On Thursday, President Vladimir Putin rejected reports that Russia’s security services were behind the poisoning of Alexei Navalny, saying that if they were, the opposition leader would not live.
Navalny, 44, became seriously ill during a flight from Siberia to Moscow in August and was hospitalized in the Russian city of Omsk before being transported to Berlin by medical aircraft.
Experts from several Western countries concluded that the Kremlin critic was poisoned by the Soviet-era nerve agent Novichok – a claim that Moscow has repeatedly denied.
A joint media report this week revealed what it said were the names and pictures of chemical weapons experts from the Russian Federal Security Service (FSB) who had tailed Navalny for several years.
Speaking to journalists at his annual press conference at the end of the year, Putin described the report as “legalizing material from the US special services” and added that the Kremlin critic “has his support”.
The Russian leader said that if Navalny was supported by US special services, Russia should of course tail him.
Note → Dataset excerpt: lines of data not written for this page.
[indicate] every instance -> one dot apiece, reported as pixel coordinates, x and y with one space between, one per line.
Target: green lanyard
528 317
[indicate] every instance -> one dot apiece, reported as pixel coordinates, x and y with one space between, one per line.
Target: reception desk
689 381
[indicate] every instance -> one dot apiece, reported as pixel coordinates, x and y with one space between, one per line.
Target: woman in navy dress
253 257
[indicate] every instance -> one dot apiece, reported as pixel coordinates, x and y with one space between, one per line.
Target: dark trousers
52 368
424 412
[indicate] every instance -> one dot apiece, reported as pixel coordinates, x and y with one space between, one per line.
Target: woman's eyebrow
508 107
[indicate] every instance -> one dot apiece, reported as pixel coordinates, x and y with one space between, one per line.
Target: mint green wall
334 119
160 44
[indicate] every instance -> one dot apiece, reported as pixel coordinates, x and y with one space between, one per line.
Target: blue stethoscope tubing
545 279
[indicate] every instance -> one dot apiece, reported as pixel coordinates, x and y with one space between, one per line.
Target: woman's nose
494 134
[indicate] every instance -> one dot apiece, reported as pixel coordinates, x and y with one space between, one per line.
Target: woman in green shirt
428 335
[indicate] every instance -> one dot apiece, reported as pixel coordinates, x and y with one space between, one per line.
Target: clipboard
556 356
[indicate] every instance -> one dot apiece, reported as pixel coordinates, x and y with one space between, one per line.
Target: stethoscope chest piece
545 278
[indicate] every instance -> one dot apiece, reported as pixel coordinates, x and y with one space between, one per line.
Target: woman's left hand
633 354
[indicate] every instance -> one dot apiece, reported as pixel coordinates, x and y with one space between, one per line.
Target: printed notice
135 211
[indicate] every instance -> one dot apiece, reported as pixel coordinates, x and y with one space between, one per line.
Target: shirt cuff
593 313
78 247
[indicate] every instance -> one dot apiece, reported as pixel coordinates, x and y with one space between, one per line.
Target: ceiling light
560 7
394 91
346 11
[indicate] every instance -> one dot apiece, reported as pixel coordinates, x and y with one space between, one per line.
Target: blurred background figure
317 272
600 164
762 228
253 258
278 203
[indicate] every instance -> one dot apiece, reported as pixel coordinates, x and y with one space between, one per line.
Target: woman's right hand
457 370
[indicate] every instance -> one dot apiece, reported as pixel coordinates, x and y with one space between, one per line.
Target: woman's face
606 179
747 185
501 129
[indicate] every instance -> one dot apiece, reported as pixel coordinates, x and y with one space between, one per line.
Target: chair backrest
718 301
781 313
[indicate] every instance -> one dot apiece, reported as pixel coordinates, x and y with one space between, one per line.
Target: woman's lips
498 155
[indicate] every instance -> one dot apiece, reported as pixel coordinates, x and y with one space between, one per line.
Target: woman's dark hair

“But that does not mean at all that it is necessary to poison him. Who needs him?” In Putin.
If the Russian special services had wanted to poison Navalny, they would have taken it to the end, he said.
‘Putin acknowledged everything’
The joint report on Navalny led by the investigative website Bellingcat said that FSB agents have regularly shadowed the opposition leader since 2017.
Bellingcat said it had concluded based on data sets, including phone logs and travel records.
The joint report with CNN, Der Spiegel and the Russian office The Insider did not establish direct contact between the 44-year-old opposition leader and the named agents.
A joint investigation between Bellingcat and The Insider, in collaboration with Der Spiegel and CNN, has uncovered extensive telecom and travel data implicating Russia’s Federal Security Service (FSB) in the poisoning of Alexey Navalny. https://t.co/ACbA2gkV2H
– Bellingcat (@bellingcat) December 14, 2020
Navalny said Thursday that Putin’s comments were acknowledged.
“Putin acknowledged everything,” the Kremlin critic wrote on Twitter. “That’s, yes, the FSB tailed me for four years.”
Navalny had previously said that Putin was behind his poisoning and that he will return to Russia when he has fully recovered in Germany.
In response to the poisoning, the European Union has imposed a travel ban and frozen bank accounts for six people suspected of being responsible, including FSB chief Alexander Bortnikov.